ANTONINO PIO: (138 - 161 A.D.) favorì alquanto i Cristiani, ma ritenne suo dovere far osservare le leggi, e vi furono quindi molti martiri, tra cui Policarpo.

MARCO AURELIO: (161 - 180 A.D.) considerava come Adriano il mantenimento della religione di stato come una necessità politica, ma contrariamente a questi, incoraggiò la persecuzione dei Cristiani che fu crudele e barbara, una delle più dure dopo Nerone. Migliaia di essi vennero decapitati o dati in pasto alle fiere, tra di essi Giustino Martire.

Le torture dei Cristiani, sopportate senza piegarsi, superano quasi l'incredibile.

Blandina, Cristiana torturata dalla mattina alla sera esclamò: "Sono Cristiana, tra noi non viene fatto alcun male"

SETTIMO SEVERO: (193 - 211 A.D.) questa persecuzione fu molto aspra ma non generale. L'Egitto e l'Africa settentrionale soffrirono maggiormente. In Alessandria ogni giorno venivano bruciati, crocifissi o decapitati molti martiri, tra di essi Leonida, padre di Origene

MASSIMINO: (235 - 238 A.D.) mise a morte durante il suo regno, molti eminenti capi Cristiani. Origene scampò nascondendosi.

DECIO: (249 - 251 A.D:) decise di sterminare i Cristiani. La sua persecuzione si estese a tutto l'Impero e fu molto violenta.

VALERIANO: (253 - 260 A.D.) fu ancora più spietato di Decio, egli mirava ad una completa distruzione del Cristianesimo. Molti capi vennero uccisi, tra di essi, Cipriano, vescovo di Cartagine.

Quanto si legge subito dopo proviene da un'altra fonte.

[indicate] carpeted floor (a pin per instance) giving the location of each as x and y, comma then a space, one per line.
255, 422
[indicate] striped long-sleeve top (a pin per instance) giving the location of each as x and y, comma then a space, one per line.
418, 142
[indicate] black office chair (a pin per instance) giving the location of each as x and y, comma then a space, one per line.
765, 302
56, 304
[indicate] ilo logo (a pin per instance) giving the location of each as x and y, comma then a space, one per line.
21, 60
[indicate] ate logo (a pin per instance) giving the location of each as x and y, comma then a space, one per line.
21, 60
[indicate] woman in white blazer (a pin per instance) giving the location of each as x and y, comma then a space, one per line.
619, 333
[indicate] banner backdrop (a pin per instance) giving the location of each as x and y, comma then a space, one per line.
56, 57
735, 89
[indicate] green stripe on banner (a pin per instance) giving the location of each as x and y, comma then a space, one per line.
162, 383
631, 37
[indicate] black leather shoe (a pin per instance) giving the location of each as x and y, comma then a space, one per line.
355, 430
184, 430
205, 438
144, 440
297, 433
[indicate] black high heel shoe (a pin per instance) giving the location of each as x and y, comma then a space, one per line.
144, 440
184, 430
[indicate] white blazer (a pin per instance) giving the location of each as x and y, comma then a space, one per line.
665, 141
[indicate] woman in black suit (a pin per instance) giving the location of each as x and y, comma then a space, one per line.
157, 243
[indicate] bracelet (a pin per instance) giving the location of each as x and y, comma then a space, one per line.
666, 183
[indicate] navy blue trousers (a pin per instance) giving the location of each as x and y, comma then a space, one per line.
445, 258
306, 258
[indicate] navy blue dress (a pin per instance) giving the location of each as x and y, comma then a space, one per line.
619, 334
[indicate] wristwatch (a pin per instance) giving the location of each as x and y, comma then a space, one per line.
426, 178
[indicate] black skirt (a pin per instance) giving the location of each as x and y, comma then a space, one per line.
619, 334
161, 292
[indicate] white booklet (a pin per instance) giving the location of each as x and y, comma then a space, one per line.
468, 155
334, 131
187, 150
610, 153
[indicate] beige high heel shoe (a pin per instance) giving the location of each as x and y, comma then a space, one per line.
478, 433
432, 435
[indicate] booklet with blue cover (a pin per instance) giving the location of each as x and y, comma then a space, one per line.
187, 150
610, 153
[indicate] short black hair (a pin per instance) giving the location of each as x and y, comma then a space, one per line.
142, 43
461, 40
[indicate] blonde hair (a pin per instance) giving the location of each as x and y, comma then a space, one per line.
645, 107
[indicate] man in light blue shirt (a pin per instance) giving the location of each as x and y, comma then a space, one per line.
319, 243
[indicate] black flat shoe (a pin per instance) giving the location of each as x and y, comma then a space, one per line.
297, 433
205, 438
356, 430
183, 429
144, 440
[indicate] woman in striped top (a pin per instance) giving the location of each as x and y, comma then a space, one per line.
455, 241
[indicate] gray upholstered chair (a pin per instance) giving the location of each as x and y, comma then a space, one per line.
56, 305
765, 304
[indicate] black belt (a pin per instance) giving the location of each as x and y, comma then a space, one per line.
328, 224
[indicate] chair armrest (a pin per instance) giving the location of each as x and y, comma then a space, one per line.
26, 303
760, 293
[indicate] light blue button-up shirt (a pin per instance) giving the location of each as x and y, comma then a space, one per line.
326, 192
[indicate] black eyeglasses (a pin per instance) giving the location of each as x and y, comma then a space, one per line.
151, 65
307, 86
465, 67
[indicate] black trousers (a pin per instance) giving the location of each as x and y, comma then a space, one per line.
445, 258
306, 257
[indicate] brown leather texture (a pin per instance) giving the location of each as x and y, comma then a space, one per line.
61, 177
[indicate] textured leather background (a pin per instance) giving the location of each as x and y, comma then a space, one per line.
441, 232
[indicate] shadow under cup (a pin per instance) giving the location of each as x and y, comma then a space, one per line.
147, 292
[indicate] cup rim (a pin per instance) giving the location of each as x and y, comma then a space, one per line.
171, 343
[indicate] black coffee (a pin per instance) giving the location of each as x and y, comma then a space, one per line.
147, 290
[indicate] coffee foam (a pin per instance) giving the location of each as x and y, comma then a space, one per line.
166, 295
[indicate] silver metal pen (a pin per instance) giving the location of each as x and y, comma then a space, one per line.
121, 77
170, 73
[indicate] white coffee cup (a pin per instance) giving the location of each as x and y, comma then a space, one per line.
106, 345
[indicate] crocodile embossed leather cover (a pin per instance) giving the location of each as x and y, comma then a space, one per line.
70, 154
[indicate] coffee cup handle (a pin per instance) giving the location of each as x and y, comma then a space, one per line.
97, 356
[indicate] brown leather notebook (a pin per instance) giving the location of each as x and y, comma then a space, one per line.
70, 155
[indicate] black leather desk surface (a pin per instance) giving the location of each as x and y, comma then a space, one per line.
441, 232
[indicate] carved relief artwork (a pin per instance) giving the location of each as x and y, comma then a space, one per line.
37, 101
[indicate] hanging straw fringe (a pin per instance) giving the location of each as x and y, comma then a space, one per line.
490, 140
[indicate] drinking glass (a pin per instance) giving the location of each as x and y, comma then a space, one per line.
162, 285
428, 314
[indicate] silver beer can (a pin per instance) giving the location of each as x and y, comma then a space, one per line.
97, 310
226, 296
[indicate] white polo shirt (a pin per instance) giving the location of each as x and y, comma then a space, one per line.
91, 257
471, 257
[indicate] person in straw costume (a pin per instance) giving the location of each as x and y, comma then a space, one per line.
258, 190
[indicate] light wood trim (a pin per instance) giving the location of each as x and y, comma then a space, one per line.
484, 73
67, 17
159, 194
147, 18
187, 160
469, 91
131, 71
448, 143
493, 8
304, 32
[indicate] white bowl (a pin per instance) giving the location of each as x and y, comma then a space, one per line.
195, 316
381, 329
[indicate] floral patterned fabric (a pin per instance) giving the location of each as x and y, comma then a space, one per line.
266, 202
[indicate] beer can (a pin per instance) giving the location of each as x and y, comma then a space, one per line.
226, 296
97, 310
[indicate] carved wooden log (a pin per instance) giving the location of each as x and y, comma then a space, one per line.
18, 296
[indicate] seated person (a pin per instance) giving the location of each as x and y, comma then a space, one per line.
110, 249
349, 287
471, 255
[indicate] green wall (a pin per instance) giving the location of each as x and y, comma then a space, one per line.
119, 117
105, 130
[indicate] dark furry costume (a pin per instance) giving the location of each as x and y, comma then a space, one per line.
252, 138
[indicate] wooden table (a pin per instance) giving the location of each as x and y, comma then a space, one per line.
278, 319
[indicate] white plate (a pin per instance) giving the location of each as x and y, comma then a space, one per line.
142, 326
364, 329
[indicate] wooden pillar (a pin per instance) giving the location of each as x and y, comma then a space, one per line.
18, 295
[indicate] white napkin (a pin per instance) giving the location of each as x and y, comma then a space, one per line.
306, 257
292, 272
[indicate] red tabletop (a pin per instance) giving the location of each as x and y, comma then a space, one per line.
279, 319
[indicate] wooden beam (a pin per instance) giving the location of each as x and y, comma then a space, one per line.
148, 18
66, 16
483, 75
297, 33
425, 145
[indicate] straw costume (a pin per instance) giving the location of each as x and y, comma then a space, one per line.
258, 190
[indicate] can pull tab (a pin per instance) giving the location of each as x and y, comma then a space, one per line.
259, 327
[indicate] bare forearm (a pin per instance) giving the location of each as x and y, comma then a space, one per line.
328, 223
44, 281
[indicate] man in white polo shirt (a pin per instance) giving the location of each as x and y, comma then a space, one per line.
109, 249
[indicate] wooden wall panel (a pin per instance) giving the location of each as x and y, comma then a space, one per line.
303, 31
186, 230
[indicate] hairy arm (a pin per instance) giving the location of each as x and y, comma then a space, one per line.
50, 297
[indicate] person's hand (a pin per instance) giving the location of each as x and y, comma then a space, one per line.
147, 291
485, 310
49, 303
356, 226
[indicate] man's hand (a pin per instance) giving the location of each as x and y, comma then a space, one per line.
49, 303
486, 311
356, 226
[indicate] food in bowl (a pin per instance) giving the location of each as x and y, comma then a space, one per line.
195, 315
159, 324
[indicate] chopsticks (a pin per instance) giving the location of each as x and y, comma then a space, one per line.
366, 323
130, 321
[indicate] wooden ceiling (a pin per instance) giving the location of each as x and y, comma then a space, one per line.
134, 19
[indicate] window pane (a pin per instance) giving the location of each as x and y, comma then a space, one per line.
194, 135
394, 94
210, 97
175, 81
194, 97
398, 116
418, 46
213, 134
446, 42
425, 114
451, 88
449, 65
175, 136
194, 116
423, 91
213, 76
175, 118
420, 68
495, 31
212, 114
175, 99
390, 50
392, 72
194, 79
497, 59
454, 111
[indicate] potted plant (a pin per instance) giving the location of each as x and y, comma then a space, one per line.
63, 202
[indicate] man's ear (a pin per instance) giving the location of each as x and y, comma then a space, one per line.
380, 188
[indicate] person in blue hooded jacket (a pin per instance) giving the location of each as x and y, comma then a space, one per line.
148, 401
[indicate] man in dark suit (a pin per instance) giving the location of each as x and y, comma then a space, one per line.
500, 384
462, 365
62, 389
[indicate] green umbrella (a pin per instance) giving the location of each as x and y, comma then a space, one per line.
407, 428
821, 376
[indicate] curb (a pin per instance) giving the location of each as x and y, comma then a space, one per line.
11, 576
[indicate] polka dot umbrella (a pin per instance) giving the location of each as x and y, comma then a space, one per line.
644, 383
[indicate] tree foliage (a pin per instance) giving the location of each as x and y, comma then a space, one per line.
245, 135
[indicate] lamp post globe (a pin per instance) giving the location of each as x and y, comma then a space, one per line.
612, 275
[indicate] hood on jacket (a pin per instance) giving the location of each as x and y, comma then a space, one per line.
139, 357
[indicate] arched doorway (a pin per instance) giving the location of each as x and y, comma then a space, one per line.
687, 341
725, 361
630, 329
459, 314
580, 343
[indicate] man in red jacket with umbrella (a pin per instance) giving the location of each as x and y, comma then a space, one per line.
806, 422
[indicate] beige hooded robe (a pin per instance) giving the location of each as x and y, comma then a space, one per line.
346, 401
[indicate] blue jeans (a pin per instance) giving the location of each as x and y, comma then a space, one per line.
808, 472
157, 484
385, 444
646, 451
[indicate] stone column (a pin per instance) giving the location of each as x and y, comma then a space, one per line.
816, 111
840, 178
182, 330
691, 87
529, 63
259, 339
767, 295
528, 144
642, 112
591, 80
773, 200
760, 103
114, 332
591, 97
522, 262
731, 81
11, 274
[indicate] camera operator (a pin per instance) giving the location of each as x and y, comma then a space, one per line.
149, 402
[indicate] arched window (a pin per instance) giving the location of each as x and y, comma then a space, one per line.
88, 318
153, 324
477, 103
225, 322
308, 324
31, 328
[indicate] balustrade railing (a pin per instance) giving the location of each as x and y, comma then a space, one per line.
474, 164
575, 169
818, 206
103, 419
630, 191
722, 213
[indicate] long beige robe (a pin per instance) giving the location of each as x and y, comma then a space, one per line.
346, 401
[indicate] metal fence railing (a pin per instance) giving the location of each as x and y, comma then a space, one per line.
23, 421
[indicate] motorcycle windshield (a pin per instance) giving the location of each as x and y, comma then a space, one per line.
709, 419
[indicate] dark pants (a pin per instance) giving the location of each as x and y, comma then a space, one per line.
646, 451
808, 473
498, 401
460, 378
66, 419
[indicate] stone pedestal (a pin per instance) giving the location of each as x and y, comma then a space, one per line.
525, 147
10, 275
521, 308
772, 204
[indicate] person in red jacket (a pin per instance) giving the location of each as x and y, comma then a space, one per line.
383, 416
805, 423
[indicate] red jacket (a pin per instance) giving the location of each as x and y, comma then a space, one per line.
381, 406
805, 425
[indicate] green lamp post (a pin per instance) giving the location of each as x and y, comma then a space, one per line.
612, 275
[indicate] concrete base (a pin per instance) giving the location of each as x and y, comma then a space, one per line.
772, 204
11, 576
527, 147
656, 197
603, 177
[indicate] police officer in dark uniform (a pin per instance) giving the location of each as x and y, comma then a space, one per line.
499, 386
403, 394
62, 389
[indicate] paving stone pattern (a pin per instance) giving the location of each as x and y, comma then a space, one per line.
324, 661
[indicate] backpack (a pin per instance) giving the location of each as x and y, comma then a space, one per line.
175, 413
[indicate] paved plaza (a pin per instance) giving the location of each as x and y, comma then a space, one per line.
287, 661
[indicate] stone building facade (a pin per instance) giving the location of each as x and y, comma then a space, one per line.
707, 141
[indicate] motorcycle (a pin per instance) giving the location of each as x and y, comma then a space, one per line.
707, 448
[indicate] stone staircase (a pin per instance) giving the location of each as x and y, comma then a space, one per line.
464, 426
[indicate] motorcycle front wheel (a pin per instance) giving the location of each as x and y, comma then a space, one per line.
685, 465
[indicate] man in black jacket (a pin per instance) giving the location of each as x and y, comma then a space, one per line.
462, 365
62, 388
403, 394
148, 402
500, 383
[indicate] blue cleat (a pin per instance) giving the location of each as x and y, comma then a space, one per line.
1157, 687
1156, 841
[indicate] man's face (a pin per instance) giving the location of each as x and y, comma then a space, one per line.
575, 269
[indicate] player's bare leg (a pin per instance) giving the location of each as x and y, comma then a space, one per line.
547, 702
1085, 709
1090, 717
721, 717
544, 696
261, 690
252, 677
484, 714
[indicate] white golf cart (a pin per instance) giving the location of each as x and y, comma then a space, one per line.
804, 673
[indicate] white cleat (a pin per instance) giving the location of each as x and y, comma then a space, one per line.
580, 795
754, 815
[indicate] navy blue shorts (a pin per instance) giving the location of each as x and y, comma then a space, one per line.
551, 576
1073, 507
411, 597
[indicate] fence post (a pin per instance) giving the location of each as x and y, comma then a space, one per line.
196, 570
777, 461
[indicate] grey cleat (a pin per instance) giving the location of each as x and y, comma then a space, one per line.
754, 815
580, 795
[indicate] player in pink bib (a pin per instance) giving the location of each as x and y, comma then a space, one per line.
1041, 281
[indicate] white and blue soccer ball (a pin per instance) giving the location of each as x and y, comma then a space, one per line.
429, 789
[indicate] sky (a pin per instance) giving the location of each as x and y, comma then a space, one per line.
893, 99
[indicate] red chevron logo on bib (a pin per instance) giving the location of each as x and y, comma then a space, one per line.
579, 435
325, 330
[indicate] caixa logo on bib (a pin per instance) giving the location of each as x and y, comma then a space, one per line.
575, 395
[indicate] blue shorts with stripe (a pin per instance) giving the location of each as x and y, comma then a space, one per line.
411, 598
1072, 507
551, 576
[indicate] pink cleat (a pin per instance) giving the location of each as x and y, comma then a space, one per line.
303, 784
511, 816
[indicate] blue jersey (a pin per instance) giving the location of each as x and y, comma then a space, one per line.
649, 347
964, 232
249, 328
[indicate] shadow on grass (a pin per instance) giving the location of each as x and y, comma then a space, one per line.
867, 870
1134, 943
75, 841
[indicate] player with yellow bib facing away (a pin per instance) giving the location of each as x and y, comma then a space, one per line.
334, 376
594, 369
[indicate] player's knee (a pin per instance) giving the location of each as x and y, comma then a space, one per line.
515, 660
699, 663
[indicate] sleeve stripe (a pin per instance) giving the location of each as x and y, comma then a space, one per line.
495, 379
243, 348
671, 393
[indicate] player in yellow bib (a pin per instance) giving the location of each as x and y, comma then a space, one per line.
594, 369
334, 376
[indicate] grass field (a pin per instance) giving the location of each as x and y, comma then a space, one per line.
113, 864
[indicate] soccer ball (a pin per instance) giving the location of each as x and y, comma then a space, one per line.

DIOCLEZIANO: (284 - 305 A.D.) Questa fu l'ultima persecuzione imperiale e la più aspra, estendendosi attraverso tutto l'impero. Per 10 anni ai cristiani venne data la caccia nelle caverne e nelle foreste, vennero arsi vivi, gettati alle fiere, messi a morte con ogni sorta di torture che la crudeltà potesse ideare. Fu uno sforzo deciso, risoluto e sistematico di annullare per sempre il nome dei Cristiani.